The controlled assembly of complex oligosaccharides and glycoconjugates from monosaccharide precursors, which play a myriad of biological roles in all life processes,^1,2 is essential to advance the frontiers of glycobiology research.^3–6 A crucial step in carbohydrate synthesis is the formation of the glycosidic bond. Most chemical approaches rely on the introduction of a latent leaving group at the anomeric position, which can be activated in the presence of a nucleophile acceptor to undergo the coupling step.^7,8 A less explored strategy for glycosidic bond formation is the dehydrative coupling in which a 1-hydroxy carbohydrate or hemiacetal can be activated directly to generate a highly reactive species to undergo glycosylation in situ, thus potentially leading to a more efficient process.^9,10 However, lack of control over the reversibility of the reaction, which in the absence of an excess of nucleophile can lead to incomplete reactions or hemiacetal donor dimerization via self-coupling,^11,12 has limited its broad utility.

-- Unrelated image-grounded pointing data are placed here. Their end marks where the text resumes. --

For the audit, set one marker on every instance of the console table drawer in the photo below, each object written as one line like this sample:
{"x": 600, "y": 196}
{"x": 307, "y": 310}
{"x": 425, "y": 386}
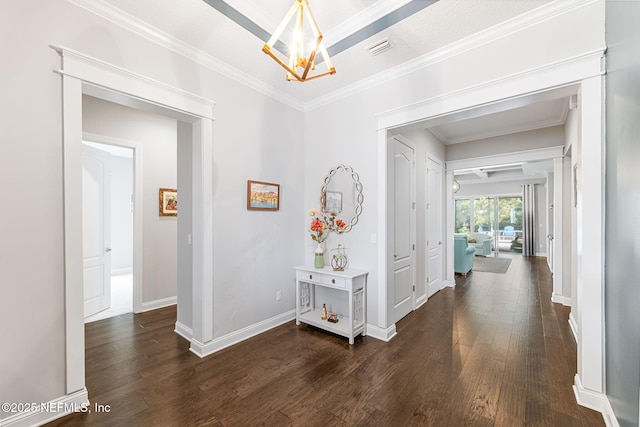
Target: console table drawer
{"x": 325, "y": 279}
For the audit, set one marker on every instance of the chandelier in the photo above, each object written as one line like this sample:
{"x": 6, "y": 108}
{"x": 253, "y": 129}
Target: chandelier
{"x": 302, "y": 54}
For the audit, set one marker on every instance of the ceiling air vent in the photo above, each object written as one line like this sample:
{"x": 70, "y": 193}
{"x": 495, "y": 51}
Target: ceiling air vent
{"x": 379, "y": 47}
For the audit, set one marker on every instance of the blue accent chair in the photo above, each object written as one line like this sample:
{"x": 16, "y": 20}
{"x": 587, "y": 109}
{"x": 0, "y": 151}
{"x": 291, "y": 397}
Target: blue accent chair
{"x": 509, "y": 231}
{"x": 462, "y": 254}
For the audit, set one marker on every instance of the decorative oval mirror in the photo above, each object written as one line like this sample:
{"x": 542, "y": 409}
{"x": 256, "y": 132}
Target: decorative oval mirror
{"x": 341, "y": 198}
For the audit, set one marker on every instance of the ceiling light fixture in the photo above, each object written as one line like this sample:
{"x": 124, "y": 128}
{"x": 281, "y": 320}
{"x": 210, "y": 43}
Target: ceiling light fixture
{"x": 301, "y": 55}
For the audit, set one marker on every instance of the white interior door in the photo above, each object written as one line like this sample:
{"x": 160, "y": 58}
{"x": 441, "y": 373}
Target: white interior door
{"x": 404, "y": 226}
{"x": 434, "y": 226}
{"x": 96, "y": 213}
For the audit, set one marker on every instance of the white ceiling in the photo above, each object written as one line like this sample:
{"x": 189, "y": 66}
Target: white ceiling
{"x": 222, "y": 32}
{"x": 210, "y": 32}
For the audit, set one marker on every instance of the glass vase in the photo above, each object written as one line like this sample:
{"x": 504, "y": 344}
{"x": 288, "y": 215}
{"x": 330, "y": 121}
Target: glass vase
{"x": 319, "y": 258}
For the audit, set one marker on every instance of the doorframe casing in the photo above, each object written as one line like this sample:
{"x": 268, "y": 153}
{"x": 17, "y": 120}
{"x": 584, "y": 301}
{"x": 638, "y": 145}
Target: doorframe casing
{"x": 138, "y": 187}
{"x": 441, "y": 173}
{"x": 82, "y": 74}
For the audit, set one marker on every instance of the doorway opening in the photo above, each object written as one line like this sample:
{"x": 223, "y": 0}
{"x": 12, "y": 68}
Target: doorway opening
{"x": 118, "y": 280}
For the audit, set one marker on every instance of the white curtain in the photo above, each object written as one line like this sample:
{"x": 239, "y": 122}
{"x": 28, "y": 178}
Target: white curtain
{"x": 528, "y": 219}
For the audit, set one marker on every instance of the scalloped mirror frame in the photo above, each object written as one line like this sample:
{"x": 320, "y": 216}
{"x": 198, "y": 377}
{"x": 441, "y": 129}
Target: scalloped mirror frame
{"x": 358, "y": 197}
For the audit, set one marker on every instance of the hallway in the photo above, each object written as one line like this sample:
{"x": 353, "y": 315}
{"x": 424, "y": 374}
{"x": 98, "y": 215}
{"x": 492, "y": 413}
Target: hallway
{"x": 494, "y": 351}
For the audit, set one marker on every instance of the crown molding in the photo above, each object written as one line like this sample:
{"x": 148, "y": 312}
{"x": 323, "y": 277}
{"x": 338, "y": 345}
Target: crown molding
{"x": 476, "y": 40}
{"x": 161, "y": 38}
{"x": 155, "y": 35}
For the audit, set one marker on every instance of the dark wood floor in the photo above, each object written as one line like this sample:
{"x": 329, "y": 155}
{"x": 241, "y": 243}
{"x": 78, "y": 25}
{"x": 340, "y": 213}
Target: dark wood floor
{"x": 493, "y": 351}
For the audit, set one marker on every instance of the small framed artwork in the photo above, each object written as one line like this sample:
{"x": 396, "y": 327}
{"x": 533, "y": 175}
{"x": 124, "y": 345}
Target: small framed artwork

Chiral acetals are ubiquitous in many natural products, ranging from spiroketal polyketides to complex oligosaccharides with a wide range of biological activities. 2-Deoxy-hexoses are important components of many active natural products such as antibiotics and anti-cancer agents (Scheme 1).¹³ The absence of substituents at C-2 poses significant synthetic challenges in directing the approach of the incoming nucleophile during the glycosylation reaction. This has spurred efforts to devise improved and stereoselective protocols for their assembly.^5,14–37 The direct synthesis of deoxyglycosides from an activated electrophilic deoxy-sugar donor with a nucleophile (or acceptor) is the most straightforward strategy and a number of elegant approaches in recent years have been developed,^4,34 including examples of dehydrative hemiacetal activation.^24,37–48 We recently reported a catalytic AuCl₃-catalysed dehydrative glycosylation using hemiacetal glycosyl donors and acceptors to access 1,1-α,α′-linked 2-deoxy trehalose analogues with high stereoselectivity (Scheme 1).⁴⁹ Although glycosylation with primary OH nucleophiles was also possible, lower yields (10–20%) of the desired 2-deoxy glycoside products were observed with less reactive secondary alcohols due to competitive dimerization of the donor, even when an excess of the alcohol was used. These findings prompted us to investigate more efficient catalysts capable of modulating the activation of the hemiacetal donor and reactivity of the incoming nucleophile to yield 2-deoxyglycosides more efficiently.

Scheme 1 Examples of deoxyglycoside-containing natural products. Previous work: Au(III) activation of hemiacetal donors; current work: chalcogenonium activation of hemiacetal donors. For a comprehensive review on hemiacetal activation see ref. 2 and 3.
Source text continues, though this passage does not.